At the end of the ordeal, the students felt a sense of pride and accomplishment. DJ reflects on the past couple weeks, saying “We responded very well, with almost no notice.” Although the students were pleased to find how well they handled the crisis, they just hope there isn’t a next time.

 

In other news...

President Dooley mentions the Hunger Center in his most recent "Conversation with URI":


March 2011

Hungry For Answers: A Conference Addressing Barriers to Better Nutrition in the U.S. and Around the World

"There are currently 155,000 people participating in the SNAP Program and while that number may be an indicator of high need, it is also an indicator of great success."

- Hunger Center Director, Dr. Kathleen Gorman

 

       “We sit behind the giants on whose shoulders we stand,” said Dr. Deborah Frank. The keynote speaker on domestic hunger was referencing the huge amount of advocates, doctors, researchers, and government representatives who fight on the front lines battling domestic and global hunger and who were there at the Hungry for Answers conference to share their stories.

The Solomon Center at Brown University was host to speakers and panelists ranging from world-travelled doctors, to college professors, to young graduates from Brown all there to share their stories, their research, and their advice for bettering the lives of millions of people all over the world.

Among the many speakers, The Hunger Center’s own Director, Kathleen Gorman, gave a presentation about the SNAP Outreach program at URI and the involvement of students in our work. Dr. Gorman proudly reported that last year the SNAP Hotline received 3,300 phone calls and Outreach workers met with over 14,000 individuals from 1,500 different sites. She emphasized the importance of participation in SNAP, which is one of the many programs slated for financial cuts in the 2011 fiscal year.
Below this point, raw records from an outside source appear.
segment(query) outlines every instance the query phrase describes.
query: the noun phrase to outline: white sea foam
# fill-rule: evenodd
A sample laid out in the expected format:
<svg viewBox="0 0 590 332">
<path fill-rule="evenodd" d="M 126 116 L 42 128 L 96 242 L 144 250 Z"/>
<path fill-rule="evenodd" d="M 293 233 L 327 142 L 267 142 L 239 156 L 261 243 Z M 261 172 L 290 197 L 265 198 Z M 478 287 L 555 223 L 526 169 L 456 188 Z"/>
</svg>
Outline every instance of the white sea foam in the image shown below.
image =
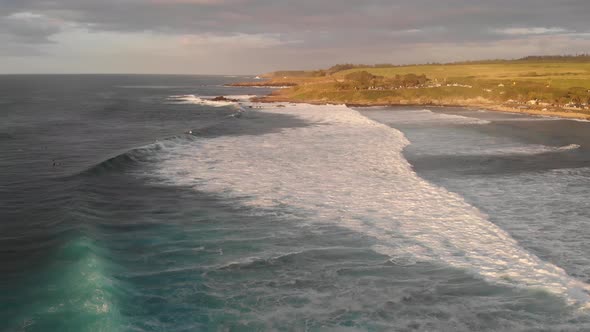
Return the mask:
<svg viewBox="0 0 590 332">
<path fill-rule="evenodd" d="M 527 115 L 527 116 L 519 116 L 519 117 L 503 117 L 503 118 L 495 118 L 494 122 L 536 122 L 536 121 L 558 121 L 558 120 L 568 120 L 564 118 L 557 118 L 553 116 L 541 116 L 541 115 Z"/>
<path fill-rule="evenodd" d="M 569 274 L 590 279 L 589 167 L 460 177 L 448 183 L 496 211 L 494 222 L 522 245 L 563 264 Z"/>
<path fill-rule="evenodd" d="M 253 95 L 230 95 L 225 96 L 226 99 L 230 100 L 238 100 L 238 102 L 247 102 L 250 98 L 254 97 Z M 192 105 L 207 105 L 207 106 L 214 106 L 214 107 L 224 107 L 224 106 L 231 106 L 236 105 L 238 102 L 230 101 L 230 100 L 212 100 L 215 97 L 212 96 L 195 96 L 195 95 L 178 95 L 178 96 L 170 96 L 168 100 L 174 104 L 192 104 Z"/>
<path fill-rule="evenodd" d="M 523 144 L 523 145 L 511 145 L 506 147 L 494 147 L 494 148 L 481 148 L 473 147 L 473 149 L 462 149 L 460 151 L 453 151 L 455 155 L 536 155 L 543 153 L 552 152 L 566 152 L 579 149 L 579 144 L 569 144 L 564 146 L 547 146 L 541 144 Z"/>
<path fill-rule="evenodd" d="M 590 120 L 588 119 L 569 119 L 569 118 L 563 118 L 560 120 L 570 120 L 570 121 L 576 121 L 576 122 L 590 122 Z"/>
<path fill-rule="evenodd" d="M 476 118 L 464 117 L 459 115 L 450 115 L 444 113 L 431 112 L 429 110 L 395 110 L 382 111 L 370 113 L 369 117 L 381 123 L 387 123 L 392 126 L 396 125 L 425 125 L 429 129 L 434 129 L 434 134 L 438 135 L 438 125 L 449 126 L 456 124 L 478 125 L 489 123 L 485 120 Z M 547 120 L 533 117 L 518 117 L 518 118 L 502 118 L 499 121 L 538 121 Z M 480 122 L 484 121 L 484 122 Z M 497 122 L 496 119 L 493 120 Z M 482 136 L 477 140 L 477 143 L 466 145 L 464 141 L 473 141 L 471 135 L 465 135 L 461 131 L 449 132 L 445 130 L 445 136 L 453 137 L 456 143 L 451 143 L 448 140 L 437 141 L 430 130 L 423 132 L 414 132 L 413 135 L 419 136 L 419 139 L 429 142 L 428 151 L 415 151 L 417 154 L 447 154 L 447 155 L 535 155 L 551 152 L 566 152 L 580 148 L 579 144 L 568 144 L 564 146 L 547 146 L 542 144 L 527 144 L 519 143 L 508 137 L 494 137 Z M 416 136 L 415 136 L 416 137 Z M 460 146 L 460 148 L 459 148 Z"/>
<path fill-rule="evenodd" d="M 488 111 L 488 110 L 477 110 L 477 112 L 481 113 L 496 113 L 496 111 Z M 506 112 L 503 113 L 505 115 L 512 114 L 514 117 L 509 118 L 501 118 L 501 119 L 494 119 L 494 122 L 503 122 L 503 121 L 559 121 L 559 120 L 569 120 L 569 121 L 576 121 L 576 122 L 590 122 L 588 119 L 576 119 L 576 118 L 566 118 L 560 117 L 555 115 L 540 115 L 540 114 L 523 114 L 523 113 L 512 113 Z"/>
<path fill-rule="evenodd" d="M 544 289 L 582 306 L 590 300 L 588 285 L 521 248 L 459 195 L 417 176 L 402 156 L 409 142 L 401 132 L 345 106 L 265 112 L 317 125 L 179 145 L 162 156 L 157 181 L 256 208 L 303 211 L 311 214 L 309 222 L 372 236 L 379 242 L 374 250 L 400 264 L 434 261 L 490 282 Z"/>
<path fill-rule="evenodd" d="M 433 112 L 431 110 L 392 110 L 395 112 L 397 124 L 489 124 L 490 121 L 467 116 Z"/>
</svg>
Other panelists included James Arena-Derosa, a Regional Administrator from the USDA who received some heated questions about their plans to keep people’s health their main priority. On the global panel, a young recent Brown graduate named Emma Clippinger, informed the audience of her non-profit organization Gardens for Health International operating in Rwanda, which she founded when she was still a student.
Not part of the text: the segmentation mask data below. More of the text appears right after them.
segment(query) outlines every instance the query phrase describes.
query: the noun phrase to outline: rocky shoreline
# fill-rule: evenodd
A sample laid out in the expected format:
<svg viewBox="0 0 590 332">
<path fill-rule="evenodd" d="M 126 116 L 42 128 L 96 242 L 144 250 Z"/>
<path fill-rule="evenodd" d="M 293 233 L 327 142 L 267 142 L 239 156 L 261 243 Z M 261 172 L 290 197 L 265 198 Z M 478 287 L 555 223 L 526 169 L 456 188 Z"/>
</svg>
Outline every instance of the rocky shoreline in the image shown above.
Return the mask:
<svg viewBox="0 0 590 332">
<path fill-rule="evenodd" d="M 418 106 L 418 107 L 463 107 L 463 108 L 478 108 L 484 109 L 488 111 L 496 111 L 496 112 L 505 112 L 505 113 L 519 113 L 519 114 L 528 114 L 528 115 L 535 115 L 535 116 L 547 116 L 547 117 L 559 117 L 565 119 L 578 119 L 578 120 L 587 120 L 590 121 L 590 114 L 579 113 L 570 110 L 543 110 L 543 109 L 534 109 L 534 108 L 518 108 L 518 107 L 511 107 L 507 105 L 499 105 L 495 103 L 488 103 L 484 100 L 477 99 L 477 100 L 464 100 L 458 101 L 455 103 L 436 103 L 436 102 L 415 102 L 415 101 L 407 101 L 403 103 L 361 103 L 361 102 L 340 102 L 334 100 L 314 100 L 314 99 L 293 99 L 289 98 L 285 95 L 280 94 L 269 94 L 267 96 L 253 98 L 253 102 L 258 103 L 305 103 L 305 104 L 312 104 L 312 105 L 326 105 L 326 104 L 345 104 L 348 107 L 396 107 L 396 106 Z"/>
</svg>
Topic discussions ranged from the cycles of malnutrition and infection both locally and globally, the cycle of food, housing, and energy insecurity, the puzzle of poverty and obesity, increasing availability and intake of fruits and vegetables with local programs like “Fresh to You”, and government initiatives like Hillary Clinton’s “1000 Days."

Along with the multiple speeches and panel discussions, several short films were shown by Doctors Without Borders portraying images ranging from rural families in Pennsylvania struggling to keep their fridges full, to children in Bangladesh whose tiny, broken bodies are just another picture of normality. Dr. Deborah Frank worded it best: “Public hardships and economic conditions are written on the bodies of babies."

The range of advocates young and old, governmental and grassroots, domestic and global all gathered in this one place was an important reminder that the fight against hunger comes from many angles, in many forms, through many faces, which was fitting considering the crisis of hunger and food insecurity works much in the same way.


February 2011

 

Reaching Out to the Hispanic Community

The URI students behind the SNAP Outreach Project are constantly out in the community at soup kitchens, housing sites, senior centers, food pantries, and shelters making sure that those who need nutritional assistance are well-informed on how they can receive it.

  Outreach workers have the opportunity to meet many people from various backgrounds and ethnicities, including those from the Hispanic community, which makes up 12% of Rhode Island’s population.  Overcoming language barriers is an essential part of establishing the trust and comfort level between an Outreach worker and his or her client.

The Hunger Center is thrilled to have our Outreach Supervisor, Judy Walker, appearing on Telemundo TV station promoting the SNAP Program and spreading awareness to an even broader audience.  These gains in advertising are exciting steps for the SNAP Outreach Program and their mission to supply Rhode Islanders with the abilities and resources to meet their nutritional needs.